Eleonora Finkelstein (Argentina) – ita/espa


 
 
Leggera sulla terra
 
Adesso quella che viaggia sono io.
E viaggio lontano: per lo spazio e per il tempo,
come dicevano gli eroi della mia infanzia.
Fino al punto in cui il calore mi spezza i nervi.
Tutta vestita di bianco con roba leggera
e di nuovo i piedi sporchi, così sporchi
che non sembrano i miei piedi.
 
Bianco sul bianco penso e sorrido.
Nero su bianco, penso e sorrido di nuovo.
Sembro una vergine di gesso, un fantasma.
È possibile che alcuni di quelli che passano
cadano in ginocchio davanti a me.
Che fastidio, dopo tanti secoli,
non poter compiere nessun desiderio.
 
Mi bruciano gli occhi per la terra e il sole.

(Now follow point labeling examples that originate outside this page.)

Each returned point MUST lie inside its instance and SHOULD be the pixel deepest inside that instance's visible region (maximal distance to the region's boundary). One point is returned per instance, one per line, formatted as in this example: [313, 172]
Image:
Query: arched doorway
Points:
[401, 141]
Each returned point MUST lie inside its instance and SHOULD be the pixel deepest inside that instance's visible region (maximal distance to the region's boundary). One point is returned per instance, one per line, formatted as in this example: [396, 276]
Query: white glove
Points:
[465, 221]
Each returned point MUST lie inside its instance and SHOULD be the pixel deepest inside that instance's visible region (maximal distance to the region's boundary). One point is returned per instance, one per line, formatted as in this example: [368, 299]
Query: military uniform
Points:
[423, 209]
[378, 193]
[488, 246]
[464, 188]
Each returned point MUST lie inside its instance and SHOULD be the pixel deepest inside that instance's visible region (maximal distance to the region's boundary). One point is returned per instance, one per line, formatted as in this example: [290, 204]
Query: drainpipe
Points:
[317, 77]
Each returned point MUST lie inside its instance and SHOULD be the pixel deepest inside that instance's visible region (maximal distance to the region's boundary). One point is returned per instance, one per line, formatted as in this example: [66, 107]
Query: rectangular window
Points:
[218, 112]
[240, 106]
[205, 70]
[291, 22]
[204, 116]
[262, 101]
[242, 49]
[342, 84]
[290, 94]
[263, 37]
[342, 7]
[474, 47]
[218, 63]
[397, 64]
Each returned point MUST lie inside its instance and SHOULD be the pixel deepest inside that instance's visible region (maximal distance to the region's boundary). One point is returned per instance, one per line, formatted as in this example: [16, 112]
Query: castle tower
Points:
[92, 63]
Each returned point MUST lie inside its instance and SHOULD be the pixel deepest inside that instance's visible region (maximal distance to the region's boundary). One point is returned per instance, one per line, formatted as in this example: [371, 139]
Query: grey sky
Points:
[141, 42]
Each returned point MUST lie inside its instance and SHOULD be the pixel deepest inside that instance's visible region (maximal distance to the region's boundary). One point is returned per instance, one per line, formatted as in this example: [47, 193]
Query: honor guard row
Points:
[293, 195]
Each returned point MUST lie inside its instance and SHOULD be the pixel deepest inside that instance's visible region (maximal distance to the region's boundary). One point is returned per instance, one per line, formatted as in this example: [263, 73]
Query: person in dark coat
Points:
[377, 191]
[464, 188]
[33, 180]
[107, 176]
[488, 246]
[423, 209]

Bruciano in nome di tutti questi anni
di umidità e freddo.
E non è così meravigliosa la storia
adesso che tocca a me. Sta per succedere,
è il momento in cui il mondano impone il suo potere:
la sete, la fame, il dolore
le cose che ci bruciano.
Che voglie possono restare
di mettersi a guardare il paesaggio?
 
Quasi vorrei essere quella vergine di gesso,
per risolvere tutto. Ma non riesco
ad essere così solida, così estatica, così lucida.
Dovrei vivere un milione di altre vite
per essere la statua che sembro.
Anche se preferisco non camminare rapido
o restare ferma. Non riesco
perché ad ogni movimento
il sole entra nella mia carne e mi secca.
 
Che cosa potrei fare solo con questa roba bianca
e la testa coperta?
Come potrei difendermi
solo con le mani?
L’ho già detto: non guarderò questo paesaggio.
Forse, potrei aprire le braccia e volare.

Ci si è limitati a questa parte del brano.